This is the code for contrastive deep supervision and distilled contrastive deep supervision.

Install.

Install the based packages for training.

pip install torch torchvision
Contrastive Deep Supervision on CIFAR
python train.py --model=$model name$ 

$model name$ is the choice of student models, including [resnet18 | resnet50 | resnet101 | resnet152 ]

Distilled Contrastive Deep Supervision on CIFAR

Before applying distilled contrastive deep supervision, you should first train a teacher model with contrastive deep supervision. Taking ResNet152 teacher as an example, you should run

python train.py --model=resnet152 

Then, train the students with the following script.
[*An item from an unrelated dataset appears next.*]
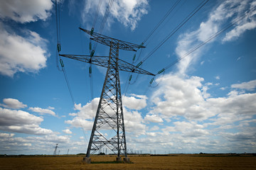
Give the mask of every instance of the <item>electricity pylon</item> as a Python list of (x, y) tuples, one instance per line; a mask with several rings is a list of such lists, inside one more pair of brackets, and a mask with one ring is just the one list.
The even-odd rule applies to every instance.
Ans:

python distill.py --model=$student name$ --teacher=$teacher name$ --teacher_path=$teacher checkpoint path$

$student name$ is the choice of student models, including [resnet18 | resnet50 | resnet101 | resnet152 ]. $teacher name$ is the choice of teacher models, including [resnet18 | resnet50 | resnet101 | resnet152]. $teacher checkpoint path$ is the path of teacher checkpoint. Note that the teacher should be trained with contrastive deep supervision.

Experiments on ImageNet

Please refer to the run.sh file in the folder to perform contrastive deep supervision and distilled contrastive deep supervision on ImageNet experiments. Note that you should train a teacher model before applying knowledge distillation.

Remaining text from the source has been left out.